AI Markets · · 8 min read

Google’s TurboQuant Compresses AI Memory 6x—But the Real Story Is Why Total Demand May Surge

Efficiency gains historically expand resource consumption rather than contract it, potentially accelerating the HBM supercycle to $100B+ by 2028.

Google’s TurboQuant algorithm achieved 6x memory compression in late March 2026, triggering immediate panic-selling across memory stocks—yet hyperscaler capex projections continue climbing toward $700 billion this year, suggesting the market misread efficiency as demand destruction.

The algorithm compresses KV cache to 3 bits per value from the standard 16 bits with zero measurable accuracy loss, according to Google Research. Micron fell approximately 5% post-earnings, while Western Digital and Sandisk dropped 7-11% within 48 hours of the announcement. The immediate read: if AI models need less memory, aggregate demand for HBM must contract.

But structural data contradicts that narrative. Moody’s projects hyperscaler capex will reach $700 billion in 2026 across the six largest US firms, rising to $820 billion in 2027. Memory’s share of that spend is expanding sharply—SemiAnalysis forecasts memory will account for approximately 30% of hyperscaler Capital Expenditure this year, up from ~8% in 2023-24, per Digital Today. Amazon’s AWS capex alone is expected to reach ~$200 billion in 2026, with a backlog at $244 billion representing a 40% year-over-year increase as of February.

HBM Market Acceleration
2025 TAM
$38B
2026 Projection
$58B
YoY Growth
+52%

The Jevons Paradox in Silicon

Historical precedent suggests efficiency gains typically expand total resource consumption rather than contract it. The dynamic, known as the Jevons Paradox after the 19th-century economist who observed coal consumption rising after steam engines became more efficient, applies directly to AI infrastructure. Morgan Stanley framed it explicitly: “If TurboQuant lowers AI operating costs to one-sixth of current levels, companies that had hesitated to adopt AI because of the cost burden will enter the AI ecosystem. This will not reduce aggregate memory demand, but instead serve as a catalyst that expands the overall size of the AI market itself.”

The mechanism is straightforward. TurboQuant’s 4-bit compression delivers up to 8x speedup in computing attention logits on NVIDIA H100 GPUs, per VentureBeat. That efficiency makes previously uneconomical use cases viable—longer-context models, broader inference deployments across edge applications, agentic workflows requiring persistent memory states. Hyperscalers don’t pocket the savings; they redeploy freed capacity into expansion.

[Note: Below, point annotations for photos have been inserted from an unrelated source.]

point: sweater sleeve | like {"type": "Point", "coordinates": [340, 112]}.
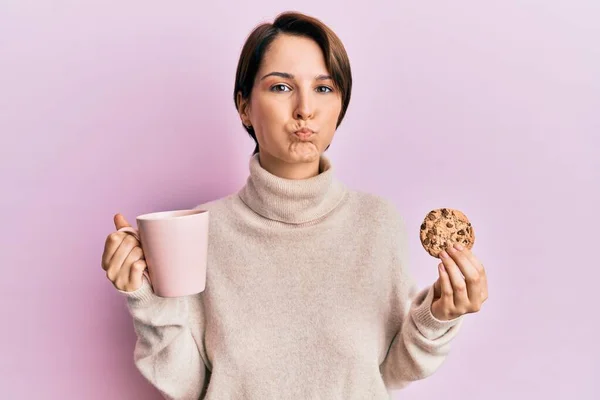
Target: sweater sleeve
{"type": "Point", "coordinates": [166, 351]}
{"type": "Point", "coordinates": [421, 342]}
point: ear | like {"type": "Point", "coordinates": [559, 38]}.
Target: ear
{"type": "Point", "coordinates": [243, 109]}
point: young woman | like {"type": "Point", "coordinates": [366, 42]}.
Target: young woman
{"type": "Point", "coordinates": [308, 294]}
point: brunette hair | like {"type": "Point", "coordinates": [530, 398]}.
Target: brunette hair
{"type": "Point", "coordinates": [298, 24]}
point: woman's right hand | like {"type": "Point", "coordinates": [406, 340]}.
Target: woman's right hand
{"type": "Point", "coordinates": [123, 258]}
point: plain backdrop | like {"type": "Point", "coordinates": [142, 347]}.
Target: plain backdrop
{"type": "Point", "coordinates": [491, 107]}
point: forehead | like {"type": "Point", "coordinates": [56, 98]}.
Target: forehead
{"type": "Point", "coordinates": [294, 54]}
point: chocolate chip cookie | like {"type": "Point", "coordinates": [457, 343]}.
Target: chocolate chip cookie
{"type": "Point", "coordinates": [443, 227]}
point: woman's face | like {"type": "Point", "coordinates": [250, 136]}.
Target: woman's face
{"type": "Point", "coordinates": [293, 91]}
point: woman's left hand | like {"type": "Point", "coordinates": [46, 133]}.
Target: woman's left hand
{"type": "Point", "coordinates": [455, 295]}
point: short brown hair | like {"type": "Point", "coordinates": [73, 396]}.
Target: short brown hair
{"type": "Point", "coordinates": [298, 24]}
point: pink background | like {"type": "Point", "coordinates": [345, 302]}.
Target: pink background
{"type": "Point", "coordinates": [123, 106]}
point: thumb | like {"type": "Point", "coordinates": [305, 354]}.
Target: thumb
{"type": "Point", "coordinates": [120, 221]}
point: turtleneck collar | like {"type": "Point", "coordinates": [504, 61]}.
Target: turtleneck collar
{"type": "Point", "coordinates": [292, 201]}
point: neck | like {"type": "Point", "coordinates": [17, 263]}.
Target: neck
{"type": "Point", "coordinates": [292, 201]}
{"type": "Point", "coordinates": [292, 171]}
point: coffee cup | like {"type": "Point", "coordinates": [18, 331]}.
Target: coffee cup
{"type": "Point", "coordinates": [175, 245]}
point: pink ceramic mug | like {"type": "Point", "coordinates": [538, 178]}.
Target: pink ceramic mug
{"type": "Point", "coordinates": [175, 245]}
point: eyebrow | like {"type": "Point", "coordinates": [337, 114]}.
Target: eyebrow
{"type": "Point", "coordinates": [290, 76]}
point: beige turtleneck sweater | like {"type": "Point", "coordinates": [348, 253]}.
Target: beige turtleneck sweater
{"type": "Point", "coordinates": [308, 296]}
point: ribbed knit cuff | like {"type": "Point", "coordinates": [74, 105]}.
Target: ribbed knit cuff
{"type": "Point", "coordinates": [429, 326]}
{"type": "Point", "coordinates": [141, 297]}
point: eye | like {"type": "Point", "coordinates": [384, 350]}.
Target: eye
{"type": "Point", "coordinates": [276, 88]}
{"type": "Point", "coordinates": [327, 89]}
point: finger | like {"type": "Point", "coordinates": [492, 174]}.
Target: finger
{"type": "Point", "coordinates": [471, 257]}
{"type": "Point", "coordinates": [136, 274]}
{"type": "Point", "coordinates": [112, 243]}
{"type": "Point", "coordinates": [446, 292]}
{"type": "Point", "coordinates": [459, 286]}
{"type": "Point", "coordinates": [437, 291]}
{"type": "Point", "coordinates": [472, 276]}
{"type": "Point", "coordinates": [115, 264]}
{"type": "Point", "coordinates": [122, 280]}
{"type": "Point", "coordinates": [481, 269]}
{"type": "Point", "coordinates": [120, 221]}
{"type": "Point", "coordinates": [464, 264]}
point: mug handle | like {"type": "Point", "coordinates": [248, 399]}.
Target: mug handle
{"type": "Point", "coordinates": [135, 234]}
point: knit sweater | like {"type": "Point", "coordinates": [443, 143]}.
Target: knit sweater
{"type": "Point", "coordinates": [308, 296]}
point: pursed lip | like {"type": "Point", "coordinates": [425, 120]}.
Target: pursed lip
{"type": "Point", "coordinates": [304, 131]}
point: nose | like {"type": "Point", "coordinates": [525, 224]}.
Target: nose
{"type": "Point", "coordinates": [304, 105]}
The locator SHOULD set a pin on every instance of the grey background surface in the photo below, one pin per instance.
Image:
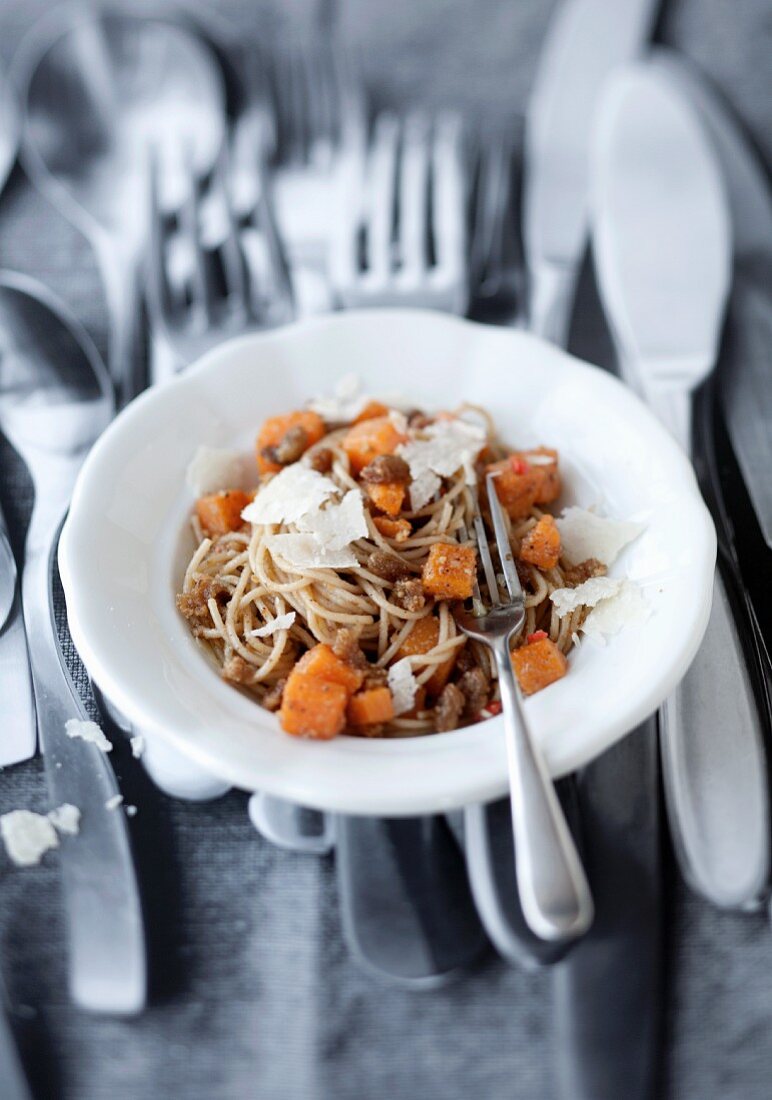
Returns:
(253, 994)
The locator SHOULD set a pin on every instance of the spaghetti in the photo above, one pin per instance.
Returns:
(258, 612)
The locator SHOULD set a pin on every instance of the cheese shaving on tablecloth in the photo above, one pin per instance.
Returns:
(88, 732)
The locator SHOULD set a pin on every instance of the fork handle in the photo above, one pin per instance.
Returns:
(554, 894)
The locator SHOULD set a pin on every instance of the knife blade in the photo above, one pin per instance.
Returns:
(746, 389)
(19, 740)
(585, 41)
(661, 248)
(608, 991)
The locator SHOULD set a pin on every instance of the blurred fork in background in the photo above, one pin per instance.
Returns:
(318, 117)
(400, 239)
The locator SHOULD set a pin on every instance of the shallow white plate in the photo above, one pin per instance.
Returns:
(124, 545)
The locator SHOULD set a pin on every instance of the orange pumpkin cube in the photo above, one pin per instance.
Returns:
(396, 529)
(422, 639)
(538, 664)
(364, 441)
(275, 429)
(220, 513)
(387, 496)
(312, 707)
(371, 410)
(517, 488)
(449, 571)
(322, 663)
(371, 706)
(541, 546)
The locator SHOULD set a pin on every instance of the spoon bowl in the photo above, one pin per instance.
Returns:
(98, 91)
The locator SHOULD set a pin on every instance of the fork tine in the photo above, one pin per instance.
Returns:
(157, 284)
(503, 545)
(202, 292)
(414, 179)
(485, 554)
(382, 172)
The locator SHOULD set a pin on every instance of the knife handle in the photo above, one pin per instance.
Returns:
(552, 288)
(105, 927)
(714, 765)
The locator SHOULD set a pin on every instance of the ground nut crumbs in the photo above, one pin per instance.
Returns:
(408, 594)
(386, 469)
(449, 708)
(387, 565)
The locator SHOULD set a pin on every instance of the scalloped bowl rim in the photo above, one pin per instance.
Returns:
(164, 684)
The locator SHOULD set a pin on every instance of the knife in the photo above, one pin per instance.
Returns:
(661, 243)
(608, 991)
(585, 41)
(746, 387)
(19, 738)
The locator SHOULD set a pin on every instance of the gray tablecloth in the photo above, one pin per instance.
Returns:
(253, 994)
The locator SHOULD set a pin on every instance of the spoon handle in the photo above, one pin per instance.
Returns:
(105, 930)
(119, 267)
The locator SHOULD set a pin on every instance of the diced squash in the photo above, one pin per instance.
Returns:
(276, 427)
(538, 664)
(449, 571)
(370, 706)
(371, 410)
(364, 441)
(322, 663)
(541, 546)
(525, 479)
(422, 638)
(397, 529)
(312, 707)
(387, 496)
(516, 490)
(220, 513)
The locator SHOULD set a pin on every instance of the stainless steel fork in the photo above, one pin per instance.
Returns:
(553, 890)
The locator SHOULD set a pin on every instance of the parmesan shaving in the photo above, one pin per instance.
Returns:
(306, 551)
(65, 818)
(403, 685)
(295, 492)
(451, 446)
(212, 469)
(584, 535)
(588, 594)
(627, 607)
(88, 732)
(280, 623)
(26, 836)
(345, 403)
(339, 524)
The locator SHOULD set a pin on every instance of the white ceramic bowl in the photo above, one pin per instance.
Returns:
(123, 550)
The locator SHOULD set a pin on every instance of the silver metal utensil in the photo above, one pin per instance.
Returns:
(54, 402)
(585, 41)
(746, 387)
(9, 129)
(19, 739)
(553, 890)
(97, 90)
(662, 248)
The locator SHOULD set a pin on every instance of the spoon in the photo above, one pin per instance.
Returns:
(55, 398)
(98, 90)
(9, 130)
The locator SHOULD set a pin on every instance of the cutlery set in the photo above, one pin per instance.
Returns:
(301, 206)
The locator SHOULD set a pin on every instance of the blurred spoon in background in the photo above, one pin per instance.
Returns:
(97, 90)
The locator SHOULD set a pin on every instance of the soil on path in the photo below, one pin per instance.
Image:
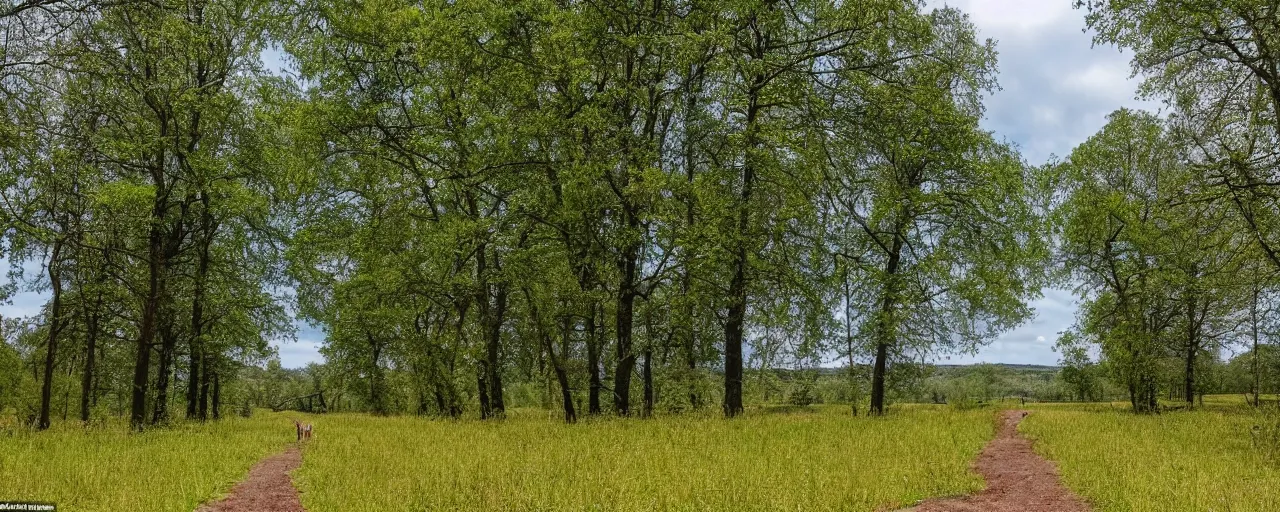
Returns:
(1018, 480)
(266, 489)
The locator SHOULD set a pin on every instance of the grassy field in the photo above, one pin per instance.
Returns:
(800, 461)
(1200, 460)
(106, 469)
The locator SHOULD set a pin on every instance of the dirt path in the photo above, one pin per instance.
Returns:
(266, 489)
(1018, 480)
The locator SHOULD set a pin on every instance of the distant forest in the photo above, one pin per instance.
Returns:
(613, 208)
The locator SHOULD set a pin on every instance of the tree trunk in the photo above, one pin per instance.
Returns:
(87, 383)
(493, 352)
(150, 310)
(885, 327)
(625, 321)
(1257, 370)
(375, 375)
(204, 387)
(648, 382)
(168, 346)
(55, 309)
(593, 365)
(197, 309)
(218, 396)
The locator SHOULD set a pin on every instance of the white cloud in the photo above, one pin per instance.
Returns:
(1013, 16)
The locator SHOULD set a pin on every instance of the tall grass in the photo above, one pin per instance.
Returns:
(792, 461)
(105, 469)
(1202, 460)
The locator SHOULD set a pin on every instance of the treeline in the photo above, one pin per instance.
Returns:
(1168, 224)
(630, 199)
(629, 202)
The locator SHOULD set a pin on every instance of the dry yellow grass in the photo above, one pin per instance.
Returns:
(800, 461)
(1200, 460)
(106, 469)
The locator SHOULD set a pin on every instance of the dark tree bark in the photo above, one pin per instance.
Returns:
(593, 365)
(150, 305)
(375, 374)
(648, 382)
(55, 327)
(88, 378)
(737, 287)
(885, 328)
(197, 310)
(168, 346)
(218, 396)
(204, 387)
(625, 328)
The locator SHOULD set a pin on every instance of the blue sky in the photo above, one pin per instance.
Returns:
(1056, 90)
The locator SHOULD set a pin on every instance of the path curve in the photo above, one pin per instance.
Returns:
(268, 488)
(1018, 480)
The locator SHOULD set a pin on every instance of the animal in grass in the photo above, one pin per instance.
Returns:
(304, 430)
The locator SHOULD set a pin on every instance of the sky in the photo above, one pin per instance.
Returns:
(1056, 90)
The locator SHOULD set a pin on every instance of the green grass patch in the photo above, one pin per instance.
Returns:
(767, 461)
(1200, 460)
(106, 469)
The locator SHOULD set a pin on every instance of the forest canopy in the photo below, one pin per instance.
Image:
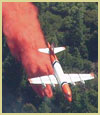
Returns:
(74, 25)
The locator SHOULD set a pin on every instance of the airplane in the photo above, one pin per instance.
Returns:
(59, 77)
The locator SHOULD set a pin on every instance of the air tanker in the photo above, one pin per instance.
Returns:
(59, 77)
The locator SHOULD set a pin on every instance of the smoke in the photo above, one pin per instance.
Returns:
(24, 37)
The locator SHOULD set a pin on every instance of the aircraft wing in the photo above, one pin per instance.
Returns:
(69, 78)
(48, 79)
(56, 50)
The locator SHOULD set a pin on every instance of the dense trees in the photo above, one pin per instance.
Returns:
(74, 25)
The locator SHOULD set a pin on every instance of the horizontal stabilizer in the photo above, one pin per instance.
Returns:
(69, 78)
(72, 78)
(56, 50)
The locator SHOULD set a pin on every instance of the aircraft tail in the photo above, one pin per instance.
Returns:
(56, 50)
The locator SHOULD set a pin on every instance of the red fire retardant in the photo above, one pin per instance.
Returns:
(24, 37)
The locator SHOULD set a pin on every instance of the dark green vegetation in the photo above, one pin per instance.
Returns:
(74, 25)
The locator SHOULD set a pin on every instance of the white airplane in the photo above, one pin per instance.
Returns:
(59, 77)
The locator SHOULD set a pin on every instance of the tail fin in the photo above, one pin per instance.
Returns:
(56, 50)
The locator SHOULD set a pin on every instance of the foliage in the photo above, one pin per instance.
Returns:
(74, 25)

“The entire industry remains capacity-constrained because demand for computing capacity to train new AI models and support exploding growth in inferencing and agentic applications exceeds supply.”

— Moody’s Ratings

Alphabet CEO Sundar Pichai quantified the demand signal in February: “The number of deals in 2025 over a billion dollars surpassed the previous three years combined,” he told investors, according to Network World. That backlog sits alongside persistent supply constraints—HBM capacity across all major suppliers is essentially sold out for 2026, with SK Hynix alone holding 62% market share and Samsung and Micron splitting the remainder at 17% and 21% respectively, per Introl.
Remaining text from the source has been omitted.